空手を継続するにあたって③
空手・柔道・剣道・合気道…etc、習い事を継続する事はとても大変なことです。
たとえば、
・転勤・転校等の環境的な要因
・会費・遠征費等の経済的要因
・向上心・意欲等の精神的要因
すべての要因が、微妙にバランスを取り合いながら、各ご家庭において習い事をサポートすることが可能になるのだと思います。

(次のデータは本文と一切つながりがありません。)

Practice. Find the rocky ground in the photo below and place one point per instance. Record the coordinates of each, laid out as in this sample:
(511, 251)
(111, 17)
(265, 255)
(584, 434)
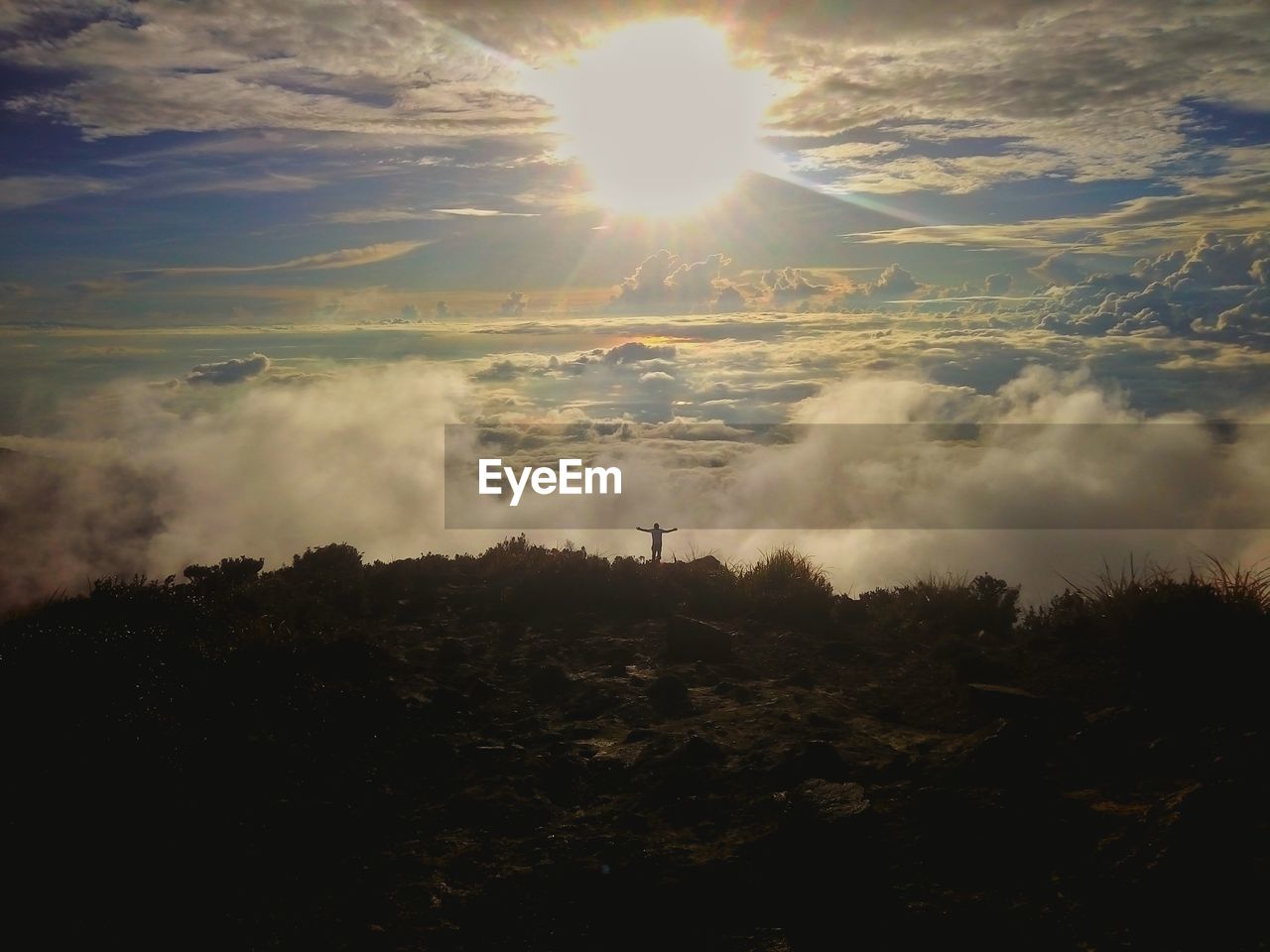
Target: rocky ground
(454, 778)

以前、道場に通っていたIくんの事例をご紹介しましょう。
彼は、幼稚園のころから空手を始めて、少しずつ芽が出てきた選手。
いわば、努力家タイプの選手でした。
「努力に優る天才なし」
武道の世界は、努力を人一倍すれば、その結果が必ず得られる。
単純な世界です。
しかし、その結果が、彼を有頂天にしてしまいました。
中学入学と同時にサッカー部に入部、空手の稽古に参加するのは、最後の10~20分くらい。
だんだんと空手の稽古もおろそかになってゆきました。
そして、ある日、「空手を辞めます」。
理由は、
・サッカーが忙しいから。
・勉強が忙しいから。
・空手で十分な稽古ができないからetc…。
というものでした。
結論として、
・部活動との掛け持ちは、よほどの強い精神力と責任感がなくては達成できないということ。
・指導者としての経験上、勉強を理由に何事かを諦めた選手に、成功した人はいません。その空いた時間は、勉強に費やされることなく、遊びや余暇に費やされるのが常です。
・自分のスケジュール管理のスキルを持たないレベルの人間に、通常90分~120分の稽古をたった10分~20分で、こなせるわけがありません。
何でもかんでも手を出す。
自分の能力を過信する。
とても恐ろしいことです。
前途ある子供たちに多くの経験をしてもらいたい、保護者の皆さんの願いであると考えます。
しかし、好むと好まざるとに関わらず、子供たちにオーバーワークを課してしまう事は、気を付けなければならないことかもしれません。